AKZO Chemie BV v Commission of the European Communities.

JurisdictionEuropean Union
Date03 July 1991
CourtCourt of Justice (European Union)
EUR-Lex - 61986J0062 - FR 61986J0062

Arrêt de la Cour (cinquième chambre) du 3 juillet 1991. - AKZO Chemie BV contre Commission des Communautés européennes. - Article 86 - Pratiques d'exclusion d'une entreprise dominante. - Affaire C-62/86.
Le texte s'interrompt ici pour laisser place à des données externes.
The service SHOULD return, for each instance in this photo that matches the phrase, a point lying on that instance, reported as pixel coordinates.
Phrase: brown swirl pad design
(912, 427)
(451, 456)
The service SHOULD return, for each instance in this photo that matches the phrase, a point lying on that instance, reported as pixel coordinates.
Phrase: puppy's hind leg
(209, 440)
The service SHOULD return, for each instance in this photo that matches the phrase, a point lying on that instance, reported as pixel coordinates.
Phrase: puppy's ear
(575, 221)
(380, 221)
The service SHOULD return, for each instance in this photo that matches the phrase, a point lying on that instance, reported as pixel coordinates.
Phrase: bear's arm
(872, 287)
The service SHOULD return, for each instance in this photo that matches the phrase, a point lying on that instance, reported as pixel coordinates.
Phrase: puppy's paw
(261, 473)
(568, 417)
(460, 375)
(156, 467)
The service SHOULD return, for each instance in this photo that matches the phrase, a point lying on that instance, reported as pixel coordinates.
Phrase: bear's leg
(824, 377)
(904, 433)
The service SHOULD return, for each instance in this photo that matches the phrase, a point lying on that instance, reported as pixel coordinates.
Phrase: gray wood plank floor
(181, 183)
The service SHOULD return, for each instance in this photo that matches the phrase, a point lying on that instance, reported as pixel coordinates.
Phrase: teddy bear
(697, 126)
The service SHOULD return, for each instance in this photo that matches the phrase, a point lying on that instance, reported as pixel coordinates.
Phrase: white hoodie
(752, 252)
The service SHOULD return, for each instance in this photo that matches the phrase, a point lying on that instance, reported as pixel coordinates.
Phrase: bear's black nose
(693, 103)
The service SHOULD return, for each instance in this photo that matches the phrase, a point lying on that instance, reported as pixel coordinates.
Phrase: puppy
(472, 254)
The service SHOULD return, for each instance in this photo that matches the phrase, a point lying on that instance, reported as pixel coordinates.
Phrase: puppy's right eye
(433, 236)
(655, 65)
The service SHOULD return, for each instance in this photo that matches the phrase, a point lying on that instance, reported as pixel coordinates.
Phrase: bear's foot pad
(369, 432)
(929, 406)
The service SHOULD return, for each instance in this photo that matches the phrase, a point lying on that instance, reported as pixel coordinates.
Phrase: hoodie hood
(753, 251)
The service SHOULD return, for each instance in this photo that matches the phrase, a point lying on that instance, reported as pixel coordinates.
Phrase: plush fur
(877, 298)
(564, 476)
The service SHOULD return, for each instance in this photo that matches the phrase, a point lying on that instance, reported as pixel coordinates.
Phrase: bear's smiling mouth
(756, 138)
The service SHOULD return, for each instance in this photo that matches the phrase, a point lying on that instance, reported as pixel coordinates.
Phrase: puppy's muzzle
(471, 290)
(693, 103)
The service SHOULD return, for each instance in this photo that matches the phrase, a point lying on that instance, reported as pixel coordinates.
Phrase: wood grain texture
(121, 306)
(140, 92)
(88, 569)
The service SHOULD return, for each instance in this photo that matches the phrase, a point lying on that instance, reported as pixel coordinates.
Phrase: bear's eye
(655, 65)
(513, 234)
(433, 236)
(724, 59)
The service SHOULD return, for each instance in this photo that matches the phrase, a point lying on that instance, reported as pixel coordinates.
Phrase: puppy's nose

Recueil de jurisprudence 1991 page I-03359
édition spéciale suédoise page I-00249
édition spéciale finnoise page I-00261


Sommaire
Parties
Motifs de l'arrêt
Décisions sur les dépenses
Dispositif

Mots clés

++++

1 . Concurrence - Procédure administrative - Respect des droits de la défense - Obligation de la Commission de donner accès au dossier - Absence

2 . Concurrence - Procédure administrative - Décision de la Commission constatant une infraction - Exclusion des éléments de preuve non communiqués à l' entreprise destinataire

3 . Concurrence - Procédure administrative - Communication des griefs - Contenu nécessaire

4 . Concurrence - Position dominante - Marché en cause - Marchés regroupant l' ensemble des produits aptes à satisfaire des besoins constants et peu interchangeables

( Traité CEE, art . 86 )

5 . Concurrence - Position dominante - Existence - Détention de parts de marché extrêmement importantes - Indice généralement suffisant

( Traité CEE, art . 86 )

6 . Concurrence - Position dominante - Abus - Notion

( Traité CEE, art . 86 )

7 . Concurrence - Position dominante - Abus - Pratique de prix inférieurs aux coûts dans le but d' éliminer un concurrent

( Traité CEE, art . 86 )

8 . Concurrence - Position dominante - Abus - Pratique de prix inférieurs aux coûts de production - Justification - Alignement sur un concurrent - Conditions - Concurrent menant une politique indépendante

( Traité CEE, art . 86 )

9 . Concurrence - Position dominante - Abus - Obtention de renseignements sur les conditions consenties par les concurrents dans le cadre d' un plan d' élimination de ceux-ci

( Traité CEE, art . 86 )

10 . Concurrence - Position dominante - Abus - Contrats d' approvisionnement exclusif

( Traité CEE, art . 86 )

Sommaire

1 . Le respect des droits de la défense dans la procédure d' application des règles de concurrence exige que l' entreprise intéressée ait été en mesure de faire connaître utilement son point de vue sur les documents retenus par la Commission dans les constatations qui sont à la base de la décision . Toutefois, aucune disposition ne prescrit à la Commission l' obligation de divulguer ses dossiers aux parties intéressées .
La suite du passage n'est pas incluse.